Now, the application to cons is static and the partial evaluator can reduce the rest of the expression. Thus, we see the versatility of \(\eta\)-expansion as it is able to coerce any dynamic value to be used in any static context, and vice versa.

Learning to do ‘The Trick’

We further see in their paper how Sperber and Thiemann manually introduce ‘The Trick’ as a binding time improvement for both implementations of the parser. ‘The Trick’ expands a dynamic value in a static context into cases for each of the values it may take. So given a dynamic sum value \(v\) found in context \(C[v]\), The Trick performs the following transformation:

\[C[v] \leadsto \underline {\textrm{case}}\ v \ \underline {\textrm{of}}\ \textsf L\ x \rightarrow C[x] \mid \textsf R \ y \rightarrow C[y]\]

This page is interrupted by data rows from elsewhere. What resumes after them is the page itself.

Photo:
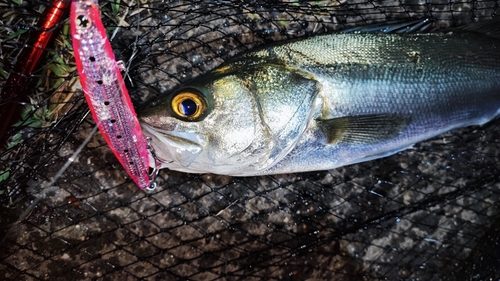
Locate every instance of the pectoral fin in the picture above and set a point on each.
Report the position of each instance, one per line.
(363, 129)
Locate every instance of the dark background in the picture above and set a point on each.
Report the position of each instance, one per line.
(428, 213)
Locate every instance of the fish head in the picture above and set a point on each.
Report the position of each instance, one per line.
(234, 121)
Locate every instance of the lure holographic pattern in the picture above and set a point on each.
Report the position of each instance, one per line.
(105, 91)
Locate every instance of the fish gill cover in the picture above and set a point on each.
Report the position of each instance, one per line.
(427, 213)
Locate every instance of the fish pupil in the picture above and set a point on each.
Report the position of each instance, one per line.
(188, 107)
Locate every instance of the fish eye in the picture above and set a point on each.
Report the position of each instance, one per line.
(83, 22)
(189, 104)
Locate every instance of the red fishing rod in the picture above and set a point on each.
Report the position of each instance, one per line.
(17, 85)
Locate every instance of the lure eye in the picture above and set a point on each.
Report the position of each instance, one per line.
(189, 104)
(83, 22)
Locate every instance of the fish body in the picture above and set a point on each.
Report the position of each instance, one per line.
(105, 91)
(328, 101)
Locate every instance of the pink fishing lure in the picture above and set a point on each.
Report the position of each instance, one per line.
(105, 91)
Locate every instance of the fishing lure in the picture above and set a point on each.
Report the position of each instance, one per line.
(15, 89)
(106, 93)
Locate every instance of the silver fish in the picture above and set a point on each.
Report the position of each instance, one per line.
(328, 101)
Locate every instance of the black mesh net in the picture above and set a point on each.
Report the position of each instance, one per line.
(428, 213)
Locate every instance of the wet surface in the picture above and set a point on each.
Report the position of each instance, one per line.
(428, 213)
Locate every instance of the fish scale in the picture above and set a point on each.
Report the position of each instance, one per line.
(106, 93)
(330, 100)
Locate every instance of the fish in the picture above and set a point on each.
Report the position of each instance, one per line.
(328, 101)
(105, 92)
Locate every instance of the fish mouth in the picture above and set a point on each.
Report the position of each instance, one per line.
(175, 147)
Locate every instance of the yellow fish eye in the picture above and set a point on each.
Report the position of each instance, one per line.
(189, 104)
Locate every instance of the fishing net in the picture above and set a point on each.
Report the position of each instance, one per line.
(428, 213)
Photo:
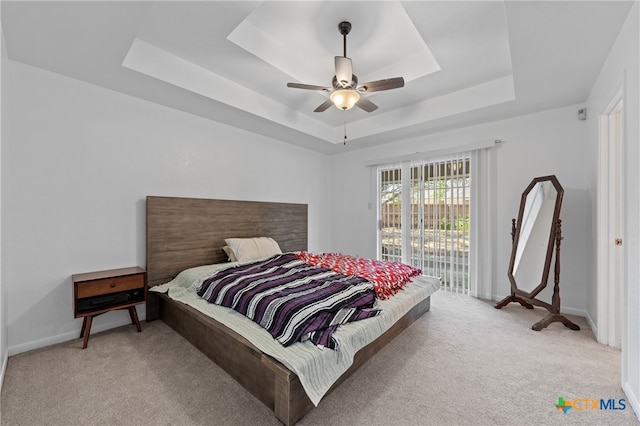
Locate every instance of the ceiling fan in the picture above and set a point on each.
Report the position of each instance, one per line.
(345, 92)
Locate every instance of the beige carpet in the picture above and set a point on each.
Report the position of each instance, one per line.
(463, 363)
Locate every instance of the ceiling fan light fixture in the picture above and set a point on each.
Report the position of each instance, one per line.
(344, 99)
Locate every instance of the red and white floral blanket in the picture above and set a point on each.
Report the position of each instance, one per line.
(387, 277)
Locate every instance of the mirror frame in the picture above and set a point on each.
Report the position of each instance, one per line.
(550, 242)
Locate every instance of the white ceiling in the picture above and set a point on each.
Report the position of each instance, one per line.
(463, 62)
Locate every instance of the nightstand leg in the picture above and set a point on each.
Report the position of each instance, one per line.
(134, 318)
(86, 328)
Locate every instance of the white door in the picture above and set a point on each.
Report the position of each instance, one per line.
(611, 268)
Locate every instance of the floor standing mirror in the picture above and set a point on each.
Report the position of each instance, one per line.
(536, 237)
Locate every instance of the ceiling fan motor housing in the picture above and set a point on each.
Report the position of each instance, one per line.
(344, 27)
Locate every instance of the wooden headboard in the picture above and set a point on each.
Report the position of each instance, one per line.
(187, 232)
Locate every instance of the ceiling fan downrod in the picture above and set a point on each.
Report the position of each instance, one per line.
(345, 28)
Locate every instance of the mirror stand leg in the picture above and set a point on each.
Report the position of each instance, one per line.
(513, 298)
(554, 318)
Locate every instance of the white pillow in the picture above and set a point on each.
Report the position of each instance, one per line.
(231, 257)
(250, 249)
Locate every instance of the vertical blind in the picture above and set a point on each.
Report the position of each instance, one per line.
(433, 203)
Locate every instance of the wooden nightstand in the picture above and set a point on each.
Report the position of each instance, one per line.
(95, 293)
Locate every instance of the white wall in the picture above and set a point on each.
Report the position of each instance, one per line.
(621, 69)
(77, 164)
(3, 299)
(551, 142)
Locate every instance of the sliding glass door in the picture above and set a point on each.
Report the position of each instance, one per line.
(424, 214)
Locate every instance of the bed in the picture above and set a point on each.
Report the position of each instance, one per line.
(185, 233)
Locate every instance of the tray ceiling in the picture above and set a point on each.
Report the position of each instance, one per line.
(463, 62)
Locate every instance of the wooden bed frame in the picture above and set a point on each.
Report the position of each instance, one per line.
(187, 232)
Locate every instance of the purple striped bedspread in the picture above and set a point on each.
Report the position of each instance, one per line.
(292, 300)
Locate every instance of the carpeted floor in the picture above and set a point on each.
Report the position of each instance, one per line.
(463, 363)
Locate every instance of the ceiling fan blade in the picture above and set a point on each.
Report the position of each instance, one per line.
(344, 70)
(380, 85)
(308, 87)
(323, 106)
(366, 105)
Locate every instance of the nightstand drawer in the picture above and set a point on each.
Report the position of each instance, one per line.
(110, 285)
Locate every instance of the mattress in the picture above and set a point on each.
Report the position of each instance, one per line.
(317, 368)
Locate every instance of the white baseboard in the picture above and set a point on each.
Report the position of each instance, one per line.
(592, 325)
(65, 337)
(632, 399)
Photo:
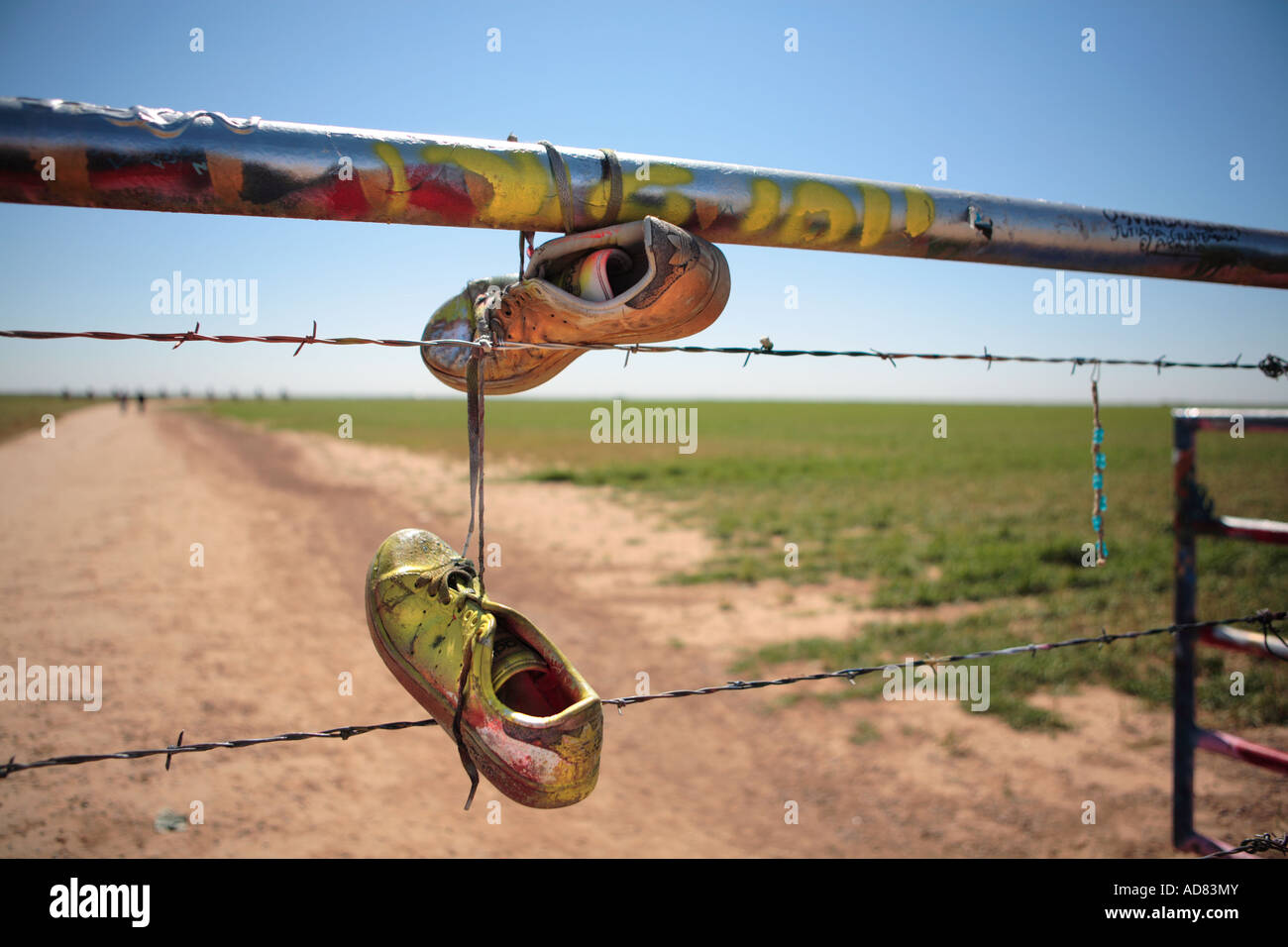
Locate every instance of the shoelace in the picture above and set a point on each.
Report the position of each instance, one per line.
(456, 583)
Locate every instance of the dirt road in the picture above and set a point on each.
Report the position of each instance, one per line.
(97, 532)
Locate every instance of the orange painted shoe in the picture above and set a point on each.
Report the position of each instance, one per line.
(524, 716)
(635, 282)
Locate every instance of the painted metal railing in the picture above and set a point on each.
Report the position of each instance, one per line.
(143, 158)
(1194, 517)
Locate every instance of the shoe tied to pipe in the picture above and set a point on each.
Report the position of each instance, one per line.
(528, 720)
(635, 282)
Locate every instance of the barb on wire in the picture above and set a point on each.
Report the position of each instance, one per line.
(1266, 841)
(619, 702)
(1273, 367)
(334, 733)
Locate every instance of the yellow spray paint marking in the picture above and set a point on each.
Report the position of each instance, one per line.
(876, 215)
(675, 206)
(812, 202)
(398, 195)
(765, 197)
(520, 183)
(921, 211)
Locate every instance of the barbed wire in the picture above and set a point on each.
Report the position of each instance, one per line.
(1273, 367)
(1265, 617)
(1266, 841)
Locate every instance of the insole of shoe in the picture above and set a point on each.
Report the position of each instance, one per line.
(523, 681)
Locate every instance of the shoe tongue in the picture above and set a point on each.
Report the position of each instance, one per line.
(589, 278)
(510, 656)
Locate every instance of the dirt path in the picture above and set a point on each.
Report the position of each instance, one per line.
(95, 535)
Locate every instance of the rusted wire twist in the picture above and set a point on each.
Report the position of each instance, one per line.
(1266, 841)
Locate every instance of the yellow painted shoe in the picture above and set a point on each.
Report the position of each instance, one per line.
(524, 716)
(634, 282)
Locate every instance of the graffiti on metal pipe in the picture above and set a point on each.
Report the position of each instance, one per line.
(1160, 235)
(447, 183)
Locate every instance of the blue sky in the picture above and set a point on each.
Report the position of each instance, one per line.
(1146, 123)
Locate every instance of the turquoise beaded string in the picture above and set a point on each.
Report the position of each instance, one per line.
(1098, 478)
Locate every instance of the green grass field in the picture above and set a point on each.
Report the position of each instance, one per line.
(22, 412)
(997, 513)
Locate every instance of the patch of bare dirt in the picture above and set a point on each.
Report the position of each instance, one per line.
(97, 528)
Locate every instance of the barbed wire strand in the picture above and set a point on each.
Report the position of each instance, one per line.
(1266, 841)
(1262, 617)
(1273, 367)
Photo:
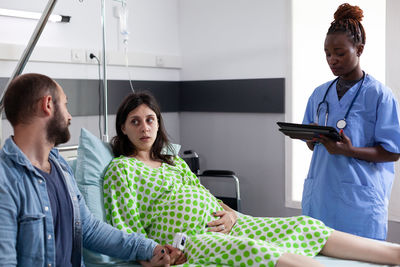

This allows the now static expressions \(C[x]\) and \(C[y]\) to be specialized. Danvy, et al. notice that this transformation is simply the \(\eta\)-expansion of the sum type coupled with a CPS transform, such that their binding time analysis and improvements are already able to capture this behavior. Their framework, thus, further relieves pressure from the programmer as they do not need to manually introduce the Trick.

In cases, such as a parser, where the set of values that \(v\) may take is quite large (e.g. the set of terminals and non-termnials), applying The Trick in this way manually would bloat the size of the source code immeasurably, introducing multiple points of failure. This is why Sperber and Thiemann use a variation of the Trick that loops through all possible values of \(v\), instead of having a giant case expression. While this reduces the size of the code, it still requires the programmer to identify instances in their code where The Trick applies and introduce it properly. This need for a manual implementation of The Trick reveals a deficiency in the partial evaluator, one that can be remedied by the introduction of \(\eta\)-expansions.

In conclusion, we have seen how many of the binding time improvements that Sperber and Thiemann have to manually implement in their implementations of a functional LR parser can be manually introduced using the \(\eta\)-expansion Danvy, et al. describe for their type system. Nevertheless, this type system is quite primitive and would require extending in order to be efficiently applied to more practical programming languages. For example, one drawback is the large case statements that ‘The Trick’ introduces without any looping expressions. Nevertheless, as \(\eta\)-expansion can be applied at every program point, it makes for an extremely versatile binding-time improvement resulting in much more extensive partial evaluation. Thus, \(\eta\)-expansion is necessary for a partial evaluator that does not burden the programmer with the task of enabling specialization themselves.